In 1776, the Continental Congress regularly called for prayer in its deliberations as this nation was being born. Strong, unyielding and opposing philosophies were hotly debated. Benjamin Franklin made an appeal for prayer stating, "I see this truth, that God governs in the affairs of men. And if a sparrow cannot fall to the ground without His notice, is it probable that an empire could rise without His aid? ... I beg leave to move that hence forth prayers imploring the assistance of Heaven and its blessing on our deliberations be held in this Assembly every morning."

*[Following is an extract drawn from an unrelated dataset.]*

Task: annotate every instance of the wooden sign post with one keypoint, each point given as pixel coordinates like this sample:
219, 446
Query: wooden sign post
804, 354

Prayer was then offered every morning before deliberations. Breakthrough agreement came. The foundational structure of our government and its balance of powers through three branches came from Isaiah 33:22, "the Lord is our Judge, the Lord is our Ruler, the Lord is our King."
National Days of Prayer have been part of our rich heritage, with earlier presidents making it a day of their own choosing. President Harry Truman in 1952 signed a joint resolution of Congress establishing an annual National Day of Prayer. In 1988, President Ronald Regan and Congress amended the law to designate the first Thursday of every May to be an annual observance.

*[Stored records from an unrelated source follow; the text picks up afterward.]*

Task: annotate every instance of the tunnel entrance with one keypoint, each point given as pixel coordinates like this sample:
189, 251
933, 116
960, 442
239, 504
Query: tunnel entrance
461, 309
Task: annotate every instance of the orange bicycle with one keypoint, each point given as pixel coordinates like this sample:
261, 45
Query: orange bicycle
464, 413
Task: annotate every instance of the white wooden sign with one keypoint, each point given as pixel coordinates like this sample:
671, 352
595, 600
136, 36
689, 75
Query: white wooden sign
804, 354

Each year, national, state and local leaders sign proclamations encouraging all Americans to pray. The intent is to encourage all people of all faiths to pray, and to follow our founding fathers example of seeking wisdom from God.
The First Amendment added to our Constitution in 1791 states: "Congress shall make no law respecting an establishment of religion, or prohibiting the free exercise thereof; or abridging the freedom of speech, or the press; or the right of the people peaceably to assemble, and to petition the government for a redress of grievances." No other country allows people of all faiths to have such "asylum, prosperity and freedom of worship." (Patrick Henry, governor of Virginia and legislator, 1790).

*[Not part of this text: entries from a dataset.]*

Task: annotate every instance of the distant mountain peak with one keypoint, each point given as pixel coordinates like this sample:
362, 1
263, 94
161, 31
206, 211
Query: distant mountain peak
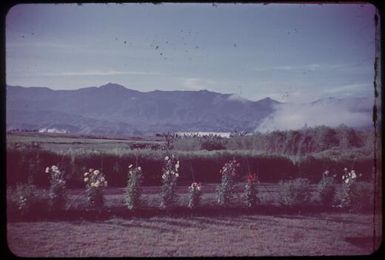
269, 100
113, 85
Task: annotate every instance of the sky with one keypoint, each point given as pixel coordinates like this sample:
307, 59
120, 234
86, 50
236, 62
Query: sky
289, 52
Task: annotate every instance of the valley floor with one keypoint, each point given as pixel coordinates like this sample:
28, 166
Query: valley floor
243, 235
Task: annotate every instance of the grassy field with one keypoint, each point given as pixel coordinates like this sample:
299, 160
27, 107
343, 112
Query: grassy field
244, 235
267, 230
210, 231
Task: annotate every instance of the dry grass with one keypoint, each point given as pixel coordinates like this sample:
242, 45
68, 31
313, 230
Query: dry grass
245, 235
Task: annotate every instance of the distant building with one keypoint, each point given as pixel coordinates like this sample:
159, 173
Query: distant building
199, 134
53, 130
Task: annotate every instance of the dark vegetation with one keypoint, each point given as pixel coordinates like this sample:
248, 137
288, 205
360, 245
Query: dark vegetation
273, 157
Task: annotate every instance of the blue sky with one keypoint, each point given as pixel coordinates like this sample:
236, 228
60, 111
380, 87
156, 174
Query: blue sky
289, 52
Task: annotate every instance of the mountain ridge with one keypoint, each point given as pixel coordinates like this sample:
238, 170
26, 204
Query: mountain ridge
113, 109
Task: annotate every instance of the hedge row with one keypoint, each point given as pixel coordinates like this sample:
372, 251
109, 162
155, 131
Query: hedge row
202, 167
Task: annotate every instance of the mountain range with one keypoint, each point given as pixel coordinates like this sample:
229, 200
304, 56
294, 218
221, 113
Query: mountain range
112, 109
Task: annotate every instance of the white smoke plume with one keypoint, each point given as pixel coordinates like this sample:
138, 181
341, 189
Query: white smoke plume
329, 112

I am part of a volunteer coordinating network that organizes local, state and federal observances across the nation. These observances begin at sunrise in Maine and continue through the day until sunset in Hawaii.
This year, our local National Day of Prayer emphasis will be family issues, and the proposed Minnesota Marriage Amendment that will be on the ballot in November. Teresa Collett, law professor from St. Thomas University, will speak and answer questions on the legal implications of this amendment. Please join us 7-9 p.m. May 3 at the Knights of Columbus Hall.